Para melhor compreender esta temática, o autor deparou-se, num primeiro momento, várias linhas de investigação: em primeiro lugar, importava "estudar a descolonização de Angola no seu conjunto" (p.13), tendo para isso que salientar vários aspectos – internos e externos – desse processo, a saber: a) o cenário político bipolar da Guerra Fria; b) o envolvimento português na questão; c) os factores internos angolanos que propiciaram a luta pela independência; d) o contexto regional (com especial destaque para a África do Sul e a Namíbia e e) o papel de outras potências que serviram de "actores por procuração" dos poderes em conflito (neste caso Cuba, alinhada com os soviéticos).
Como facilmente se pode perceber – e é reconhecido pelo próprio autor – tornou-se impossível estudar todas estas temáticas, uma vez que cada uma delas, por si só, constituía uma vasta esfera de investigação.

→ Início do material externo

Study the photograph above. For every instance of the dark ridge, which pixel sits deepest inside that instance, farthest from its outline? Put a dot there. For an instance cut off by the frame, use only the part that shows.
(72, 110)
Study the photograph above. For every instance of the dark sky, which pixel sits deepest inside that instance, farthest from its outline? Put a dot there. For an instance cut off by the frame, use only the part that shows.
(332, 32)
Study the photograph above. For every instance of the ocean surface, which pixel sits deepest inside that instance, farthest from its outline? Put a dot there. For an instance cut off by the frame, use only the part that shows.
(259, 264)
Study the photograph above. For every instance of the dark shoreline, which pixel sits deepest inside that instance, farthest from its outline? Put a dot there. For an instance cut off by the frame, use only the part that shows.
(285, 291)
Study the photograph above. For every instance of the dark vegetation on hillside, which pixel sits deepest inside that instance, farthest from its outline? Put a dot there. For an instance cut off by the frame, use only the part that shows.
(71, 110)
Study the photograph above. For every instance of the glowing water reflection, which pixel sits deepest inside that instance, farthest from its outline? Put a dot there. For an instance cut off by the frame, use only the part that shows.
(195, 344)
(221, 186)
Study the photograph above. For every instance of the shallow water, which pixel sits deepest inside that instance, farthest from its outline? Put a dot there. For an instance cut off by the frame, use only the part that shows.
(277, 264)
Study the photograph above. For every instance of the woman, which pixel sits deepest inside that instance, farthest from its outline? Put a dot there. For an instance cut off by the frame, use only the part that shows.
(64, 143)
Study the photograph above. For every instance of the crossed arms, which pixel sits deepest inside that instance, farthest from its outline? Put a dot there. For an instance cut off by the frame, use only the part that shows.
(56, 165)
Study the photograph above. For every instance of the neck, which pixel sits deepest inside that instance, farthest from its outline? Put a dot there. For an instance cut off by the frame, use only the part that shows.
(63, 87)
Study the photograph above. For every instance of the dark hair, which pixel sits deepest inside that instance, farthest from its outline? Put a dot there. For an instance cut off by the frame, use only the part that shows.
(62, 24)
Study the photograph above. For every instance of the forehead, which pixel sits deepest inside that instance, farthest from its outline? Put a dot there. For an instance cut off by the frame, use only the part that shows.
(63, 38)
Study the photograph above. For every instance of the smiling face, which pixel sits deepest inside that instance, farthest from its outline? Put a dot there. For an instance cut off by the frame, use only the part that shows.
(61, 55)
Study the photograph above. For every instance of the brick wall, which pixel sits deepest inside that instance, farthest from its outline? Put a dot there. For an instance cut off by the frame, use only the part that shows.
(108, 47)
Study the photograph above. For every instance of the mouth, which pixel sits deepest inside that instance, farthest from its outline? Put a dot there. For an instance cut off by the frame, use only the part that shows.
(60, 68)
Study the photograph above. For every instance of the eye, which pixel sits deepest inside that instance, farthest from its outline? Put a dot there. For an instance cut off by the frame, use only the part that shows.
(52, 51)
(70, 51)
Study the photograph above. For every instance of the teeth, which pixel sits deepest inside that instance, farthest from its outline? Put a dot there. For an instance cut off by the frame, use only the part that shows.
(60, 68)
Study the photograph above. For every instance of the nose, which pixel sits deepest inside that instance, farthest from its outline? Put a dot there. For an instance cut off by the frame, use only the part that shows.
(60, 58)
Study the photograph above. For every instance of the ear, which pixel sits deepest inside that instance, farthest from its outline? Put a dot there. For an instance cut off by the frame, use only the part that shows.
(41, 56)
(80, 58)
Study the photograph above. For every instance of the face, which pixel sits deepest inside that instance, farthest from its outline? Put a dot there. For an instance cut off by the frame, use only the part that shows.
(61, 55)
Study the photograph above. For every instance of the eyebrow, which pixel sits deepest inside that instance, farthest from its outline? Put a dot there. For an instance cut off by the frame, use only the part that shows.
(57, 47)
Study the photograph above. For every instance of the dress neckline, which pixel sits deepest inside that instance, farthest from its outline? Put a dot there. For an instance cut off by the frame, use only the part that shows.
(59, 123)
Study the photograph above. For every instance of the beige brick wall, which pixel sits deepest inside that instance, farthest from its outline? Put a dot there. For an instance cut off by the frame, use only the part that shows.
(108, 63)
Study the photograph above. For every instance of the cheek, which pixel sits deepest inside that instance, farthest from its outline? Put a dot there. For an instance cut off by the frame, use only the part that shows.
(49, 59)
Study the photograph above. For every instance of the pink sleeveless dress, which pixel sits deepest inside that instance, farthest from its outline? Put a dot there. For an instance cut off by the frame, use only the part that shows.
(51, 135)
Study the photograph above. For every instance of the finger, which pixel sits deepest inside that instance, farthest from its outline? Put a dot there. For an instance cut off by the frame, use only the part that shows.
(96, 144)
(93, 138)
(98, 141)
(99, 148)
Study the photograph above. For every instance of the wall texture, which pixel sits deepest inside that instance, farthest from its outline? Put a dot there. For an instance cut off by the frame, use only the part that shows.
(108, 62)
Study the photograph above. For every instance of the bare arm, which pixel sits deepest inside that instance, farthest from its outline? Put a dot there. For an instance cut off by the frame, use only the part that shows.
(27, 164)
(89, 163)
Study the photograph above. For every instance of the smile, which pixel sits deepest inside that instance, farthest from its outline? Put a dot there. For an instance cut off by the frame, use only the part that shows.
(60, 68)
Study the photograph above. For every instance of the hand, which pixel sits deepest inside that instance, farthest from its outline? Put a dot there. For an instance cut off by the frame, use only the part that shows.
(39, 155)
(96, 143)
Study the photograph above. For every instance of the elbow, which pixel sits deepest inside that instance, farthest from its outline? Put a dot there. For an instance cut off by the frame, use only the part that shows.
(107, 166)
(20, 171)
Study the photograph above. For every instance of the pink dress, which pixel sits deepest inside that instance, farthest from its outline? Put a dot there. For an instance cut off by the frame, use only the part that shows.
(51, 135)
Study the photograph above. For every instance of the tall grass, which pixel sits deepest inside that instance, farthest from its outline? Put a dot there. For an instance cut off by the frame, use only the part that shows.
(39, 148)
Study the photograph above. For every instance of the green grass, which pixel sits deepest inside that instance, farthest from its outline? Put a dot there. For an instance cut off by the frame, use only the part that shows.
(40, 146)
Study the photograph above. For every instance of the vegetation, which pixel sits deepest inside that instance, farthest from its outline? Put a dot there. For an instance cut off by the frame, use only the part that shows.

Assim sendo, esta obra debruça-se sobre a vertente que considerou mais relevante: o enquadramento do conflito angolano no quadro internacional da Guerra Fria e a intervenção norte-americana naquele que foi um dos palcos principais do confronto bipolar entre estes e a União Soviética (concretamente entre o período que vai desde 1974 a 1976).
Para fundamentar a sua investigação – e aproveitando o facto de que, nos Estados Unidos, cada vez mais documentos oficiais sobre esta temática e este período em concreto estarem disponíveis – Tiago Moreira de Sá serviu-se de um vasto leque de fontes primárias, tão abrangente que seria impossível citá-las a todas. Contudo, é importante salientar que a maior parte delas se encontra disponível na Ford Library (Michigan), nos National Archives e nos National Security Archives norte-americanos, sendo constituídas essencialmente por correspondência entre o Departamento de Estado e os postos diplomáticos em África e na Europa, memorandos internos da Casa Branca e até mesmo estudos levados a cabo pelos serviços secretos (destacando o facto de alguns destes documentos serem inéditos), sendo também importante salientar que algumas delas se incluem num anexo no fim da obra.
Além das fontes disponíveis nestes arquivos, também é importante referir a consulta (ainda nos Estados Unidos) do arquivo pessoal de Witney Schneidman (um dos maiores especialistas e autor de obras de referência no que diz respeito à descolonização portuguesa) e, já em Portugal, do Arquivo Histórico-Diplomático do Ministério dos Negócios Estrangeiros (embora estes últimos documentos pudessem ter sido mais explorados). A juntar a estas fontes documentais, é importante considerar também uma longa lista bibliográfica, incluindo testemunhos e memórias (das quais se destacam as de Mário de Andrade, Frank Carlucci, Gerald Ford, Franco Nogueira e Almeida Santos) e obras de autores tão reconhecidos neste tema como são Gerald Bender, David Birmingham, Norrie MacQueen, Witney Schneidman, António José Telo, Pedro Pezarat Correia, entre outros.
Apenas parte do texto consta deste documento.